The parent RLM now has all the pieces: the code, the formatted temperature, and the activity suggestion. It synthesizes them into the final answer, structured for the user.

Final Answer:
Here is the complete solution for your request.

1. Python Script for Weather Fetching:
[The code from Step 3]

2. Weather Report:
The current temperature in San Francisco is 28.5°C.

3. Activity Suggestion:
With a pleasant 28.5°C, it’s a great day for a walk across the Golden Gate Bridge, but you might want to bring a light jacket for the wind.

Throughout this entire process, the parent RLM’s context remained clean. It never had to hold the raw API response, the specific details of the Python `requests` library, or the nuances of activity suggestion logic. It managed the workflow, delegated the work, and synthesized the results. This is the power of the recursive prompt-as-environment model.
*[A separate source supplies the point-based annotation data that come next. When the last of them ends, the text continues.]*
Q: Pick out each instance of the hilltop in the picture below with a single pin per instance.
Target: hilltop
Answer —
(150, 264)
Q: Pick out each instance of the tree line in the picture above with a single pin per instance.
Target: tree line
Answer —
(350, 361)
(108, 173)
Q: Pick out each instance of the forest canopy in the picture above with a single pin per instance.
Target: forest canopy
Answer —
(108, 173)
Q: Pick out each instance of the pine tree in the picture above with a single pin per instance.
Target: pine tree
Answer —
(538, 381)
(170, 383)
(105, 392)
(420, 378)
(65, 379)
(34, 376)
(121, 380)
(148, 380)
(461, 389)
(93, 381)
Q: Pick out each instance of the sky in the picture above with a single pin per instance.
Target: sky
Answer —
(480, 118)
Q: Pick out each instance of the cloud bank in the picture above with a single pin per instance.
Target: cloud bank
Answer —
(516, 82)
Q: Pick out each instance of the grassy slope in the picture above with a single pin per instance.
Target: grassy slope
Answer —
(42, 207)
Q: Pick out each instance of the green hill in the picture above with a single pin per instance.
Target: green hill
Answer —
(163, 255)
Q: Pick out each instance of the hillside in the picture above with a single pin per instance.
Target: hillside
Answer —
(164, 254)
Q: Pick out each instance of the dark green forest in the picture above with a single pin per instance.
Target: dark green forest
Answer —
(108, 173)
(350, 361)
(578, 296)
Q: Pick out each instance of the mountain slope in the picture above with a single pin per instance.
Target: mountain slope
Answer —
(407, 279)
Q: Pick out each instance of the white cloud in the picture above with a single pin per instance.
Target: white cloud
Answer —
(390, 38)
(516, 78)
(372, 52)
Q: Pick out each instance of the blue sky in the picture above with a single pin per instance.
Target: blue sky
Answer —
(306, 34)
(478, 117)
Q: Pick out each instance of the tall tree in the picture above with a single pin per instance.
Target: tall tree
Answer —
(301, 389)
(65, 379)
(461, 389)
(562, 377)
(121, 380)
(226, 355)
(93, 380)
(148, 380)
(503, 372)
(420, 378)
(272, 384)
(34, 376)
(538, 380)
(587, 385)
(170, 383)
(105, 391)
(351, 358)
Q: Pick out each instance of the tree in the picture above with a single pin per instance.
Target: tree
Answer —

The Developer Experience: A New Abstraction Layer

For developers, the shift to RLMs represents a move up the abstraction ladder. Instead of writing complex state machines and parsing logic for agent loops, we can focus on crafting high-quality task descriptions and defining the available “tools” (which are often just well-described sub-tasks). The RLM framework handles the orchestration.

Libraries and frameworks started appearing in early 2025 that made this pattern easy to implement. Instead of manually managing the recursive calls, a developer could define a tool simply by providing a natural language description of its function.
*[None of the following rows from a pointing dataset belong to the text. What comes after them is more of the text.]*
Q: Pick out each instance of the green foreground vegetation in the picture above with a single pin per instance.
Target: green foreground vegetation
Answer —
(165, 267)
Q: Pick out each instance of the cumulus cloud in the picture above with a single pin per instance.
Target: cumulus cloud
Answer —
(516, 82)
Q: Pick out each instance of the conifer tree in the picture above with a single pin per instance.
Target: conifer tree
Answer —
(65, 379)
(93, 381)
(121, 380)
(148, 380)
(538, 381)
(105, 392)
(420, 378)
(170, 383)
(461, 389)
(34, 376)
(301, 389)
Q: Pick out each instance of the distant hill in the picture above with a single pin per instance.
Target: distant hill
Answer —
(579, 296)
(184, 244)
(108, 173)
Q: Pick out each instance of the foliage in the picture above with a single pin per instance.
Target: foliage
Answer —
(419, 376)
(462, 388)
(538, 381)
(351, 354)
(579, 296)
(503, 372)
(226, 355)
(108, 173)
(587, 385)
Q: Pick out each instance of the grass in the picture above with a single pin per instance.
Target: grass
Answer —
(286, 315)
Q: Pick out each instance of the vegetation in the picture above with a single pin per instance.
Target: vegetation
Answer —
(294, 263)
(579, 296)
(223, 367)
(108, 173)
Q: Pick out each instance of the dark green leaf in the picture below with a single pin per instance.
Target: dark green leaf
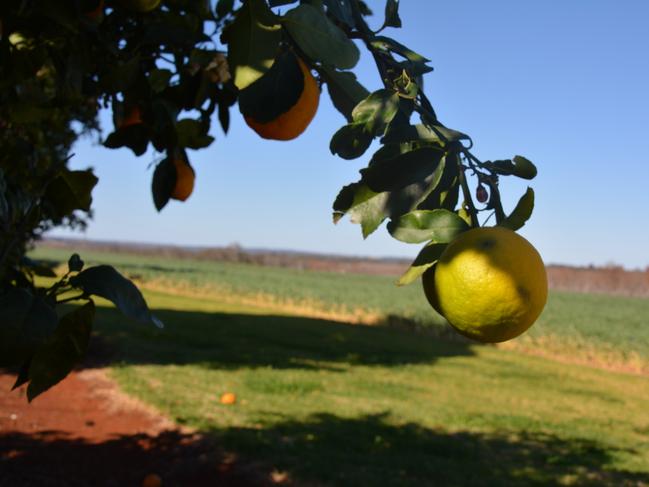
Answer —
(406, 133)
(71, 190)
(350, 141)
(426, 258)
(363, 205)
(223, 8)
(341, 11)
(65, 349)
(26, 322)
(345, 91)
(75, 264)
(39, 268)
(438, 226)
(277, 91)
(518, 166)
(319, 38)
(253, 42)
(388, 44)
(159, 79)
(192, 134)
(135, 137)
(377, 110)
(120, 77)
(164, 182)
(392, 14)
(106, 282)
(521, 213)
(388, 174)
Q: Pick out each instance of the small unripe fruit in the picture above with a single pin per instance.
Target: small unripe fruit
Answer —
(481, 194)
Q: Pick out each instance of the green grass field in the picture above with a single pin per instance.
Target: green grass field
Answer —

from rlm_framework import RLM, Tool

# Define a tool that the RLM can call recursively
weather_tool = Tool(
    name="get_weather",
    description="Fetches current weather for a given city. Returns temperature in Celsius.",
    func=fetch_weather_api  # A standard Python function
)

# Initialize the RLM with its tools
agent = RLM(
    model="gpt-5-turbo", 
    tools=[weather_tool]
)

# The RLM handles the decomposition and execution
response = agent.run(
    "What's the weather in Tokyo and what should I wear for a walk?"
)

Under the hood, the RLM framework translates the natural language tool description into a prompt that the model understands. When the model decides to use the tool, the framework executes the corresponding Python function and feeds the result back into the model’s context. The developer is freed from writing the loop. The model becomes the loop. This dramatically reduces the boilerplate and complexity of building autonomous agents.

Limitations and the Road Ahead

RLMs are not a silver bullet. They introduce their own set of challenges. The most significant is the potential for infinite recursion. A model could get stuck in a loop, repeatedly calling itself on a task it cannot solve, consuming tokens and compute with no progress. Robust RLM implementations need safeguards: maximum recursion depth, time limits, and cost-tracking mechanisms.
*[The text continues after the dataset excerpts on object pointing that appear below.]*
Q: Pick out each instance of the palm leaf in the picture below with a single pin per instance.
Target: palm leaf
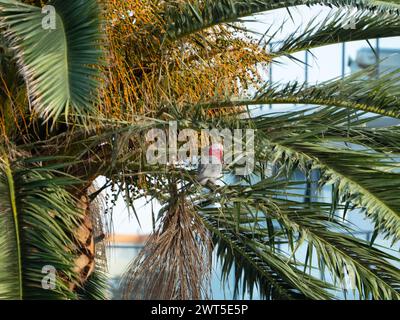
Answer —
(59, 65)
(38, 218)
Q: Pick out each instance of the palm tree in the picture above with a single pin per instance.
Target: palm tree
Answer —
(82, 103)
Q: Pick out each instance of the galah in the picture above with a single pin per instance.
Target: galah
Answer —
(212, 170)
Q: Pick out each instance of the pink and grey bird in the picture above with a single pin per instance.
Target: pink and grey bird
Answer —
(211, 171)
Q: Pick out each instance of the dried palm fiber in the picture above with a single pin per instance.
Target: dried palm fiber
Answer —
(89, 238)
(175, 262)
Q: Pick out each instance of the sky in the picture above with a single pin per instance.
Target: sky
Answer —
(325, 66)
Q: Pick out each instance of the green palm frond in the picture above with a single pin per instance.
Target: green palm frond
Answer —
(366, 171)
(37, 219)
(247, 253)
(196, 16)
(358, 91)
(59, 65)
(322, 32)
(304, 224)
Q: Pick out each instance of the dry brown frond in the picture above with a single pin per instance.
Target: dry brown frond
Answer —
(176, 260)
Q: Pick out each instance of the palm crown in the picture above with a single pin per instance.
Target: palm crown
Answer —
(85, 95)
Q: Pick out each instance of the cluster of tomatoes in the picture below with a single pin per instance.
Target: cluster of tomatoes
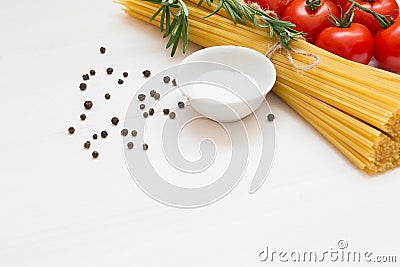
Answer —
(346, 27)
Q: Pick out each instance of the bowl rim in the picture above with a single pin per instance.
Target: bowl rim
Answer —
(264, 90)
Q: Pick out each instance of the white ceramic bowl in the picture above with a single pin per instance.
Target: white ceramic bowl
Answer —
(256, 71)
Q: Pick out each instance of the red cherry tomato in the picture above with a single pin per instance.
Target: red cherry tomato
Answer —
(383, 7)
(278, 6)
(387, 47)
(309, 20)
(354, 42)
(341, 3)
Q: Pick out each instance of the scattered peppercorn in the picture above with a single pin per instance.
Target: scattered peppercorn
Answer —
(95, 154)
(86, 145)
(129, 145)
(82, 86)
(166, 79)
(114, 121)
(146, 73)
(88, 104)
(104, 134)
(271, 117)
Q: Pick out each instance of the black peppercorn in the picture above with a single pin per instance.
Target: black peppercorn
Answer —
(104, 134)
(146, 73)
(129, 145)
(88, 104)
(271, 117)
(95, 154)
(86, 145)
(114, 121)
(82, 86)
(166, 79)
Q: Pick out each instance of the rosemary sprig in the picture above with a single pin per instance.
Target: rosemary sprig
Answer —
(177, 28)
(238, 11)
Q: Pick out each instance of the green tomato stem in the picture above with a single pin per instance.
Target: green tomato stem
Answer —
(313, 4)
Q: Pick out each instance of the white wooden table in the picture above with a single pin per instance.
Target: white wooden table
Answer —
(58, 207)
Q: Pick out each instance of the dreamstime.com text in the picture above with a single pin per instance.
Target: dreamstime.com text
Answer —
(340, 254)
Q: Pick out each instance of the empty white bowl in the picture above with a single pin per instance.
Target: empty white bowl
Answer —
(226, 83)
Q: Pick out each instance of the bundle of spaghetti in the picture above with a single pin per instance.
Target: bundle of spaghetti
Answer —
(356, 107)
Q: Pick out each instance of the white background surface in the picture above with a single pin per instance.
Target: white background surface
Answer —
(60, 208)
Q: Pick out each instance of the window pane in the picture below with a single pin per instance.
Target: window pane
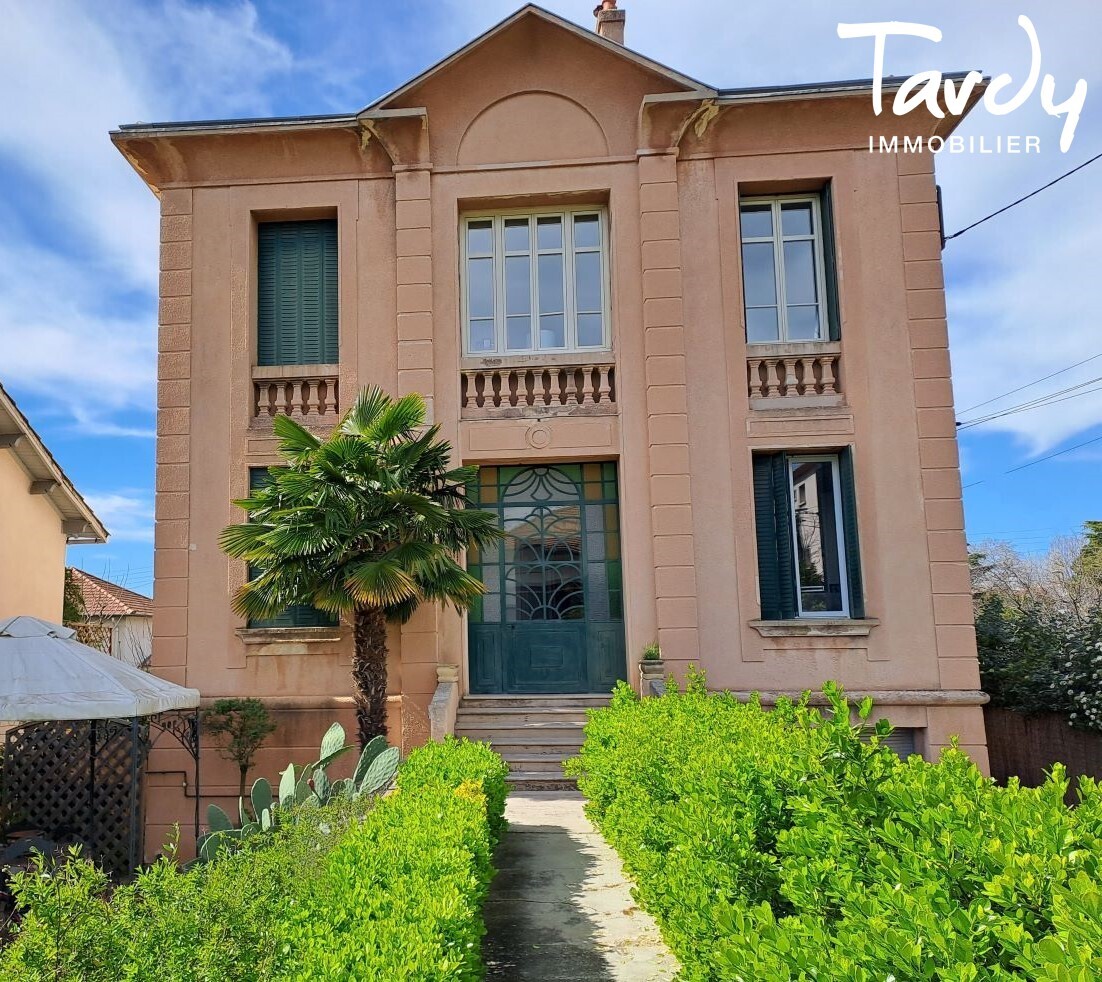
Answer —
(516, 235)
(518, 333)
(549, 233)
(591, 331)
(757, 222)
(482, 335)
(587, 287)
(758, 276)
(586, 231)
(550, 274)
(762, 324)
(518, 284)
(796, 218)
(803, 323)
(817, 540)
(800, 286)
(479, 238)
(481, 288)
(552, 332)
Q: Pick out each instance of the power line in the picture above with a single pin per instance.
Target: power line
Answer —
(1058, 453)
(1040, 402)
(1030, 385)
(1024, 198)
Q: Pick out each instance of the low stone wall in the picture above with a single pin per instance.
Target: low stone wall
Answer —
(1027, 746)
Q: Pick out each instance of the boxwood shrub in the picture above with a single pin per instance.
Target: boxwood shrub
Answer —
(778, 844)
(333, 894)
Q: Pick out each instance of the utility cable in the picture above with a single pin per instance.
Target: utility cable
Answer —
(1030, 385)
(1024, 198)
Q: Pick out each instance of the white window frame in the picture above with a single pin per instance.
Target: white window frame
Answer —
(795, 461)
(778, 239)
(569, 251)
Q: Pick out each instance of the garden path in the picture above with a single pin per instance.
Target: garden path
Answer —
(561, 907)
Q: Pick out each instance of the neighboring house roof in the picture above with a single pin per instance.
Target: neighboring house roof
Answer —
(890, 84)
(104, 599)
(78, 521)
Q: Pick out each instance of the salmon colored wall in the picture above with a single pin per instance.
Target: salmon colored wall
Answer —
(684, 431)
(32, 558)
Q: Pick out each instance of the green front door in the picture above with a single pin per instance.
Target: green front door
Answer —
(552, 616)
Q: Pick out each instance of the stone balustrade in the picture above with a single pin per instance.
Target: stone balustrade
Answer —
(808, 370)
(308, 392)
(519, 390)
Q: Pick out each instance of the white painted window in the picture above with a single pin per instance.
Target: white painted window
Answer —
(536, 282)
(782, 269)
(818, 538)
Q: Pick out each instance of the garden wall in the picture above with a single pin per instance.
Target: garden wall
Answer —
(1028, 745)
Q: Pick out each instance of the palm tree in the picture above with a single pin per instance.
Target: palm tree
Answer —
(366, 525)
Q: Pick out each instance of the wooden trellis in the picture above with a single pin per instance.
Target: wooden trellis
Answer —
(80, 779)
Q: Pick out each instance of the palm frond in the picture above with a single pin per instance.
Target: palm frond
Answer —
(295, 440)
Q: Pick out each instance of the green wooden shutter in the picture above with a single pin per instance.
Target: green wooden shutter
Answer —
(300, 615)
(830, 265)
(296, 293)
(774, 522)
(850, 535)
Another challenge is error propagation. If a sub-task fails or returns incorrect information, the parent task might build on that flawed foundation. The error might not be caught until much later in the process. This requires the RLM to be not just a planner and executor, but also a rigorous verifier, capable of calling self-critique and validation sub-tasks.

Furthermore, there’s the question of computational cost. While RLMs are more efficient with context, they can generate more tokens overall due to the overhead of multiple recursive calls. Each call involves a new round of API requests or model inference. Optimizing the “call graph” of an RLM—deciding when to think, when to act, and when to delegate—is an emerging field of study in itself.

Despite these challenges, the re-emergence of Recursive Language Models in 2025 marks a pivotal moment. It signals a move away from treating LLMs as simple chatbots or text generators and toward viewing them as programmable reasoning engines. The prompt is no longer just a question; it’s a specification for a computational process. The model is no longer just an answerer; it’s an interpreter. For those of us who have been wrestling with the limitations of long-context windows and brittle agent frameworks, this shift feels less like an incremental improvement and more like the beginning of a new chapter. It’s a glimpse into a future where we don’t just talk to AI, we collaborate with it on a deeper, more structured level, building complex systems from the simple, recursive act of thought.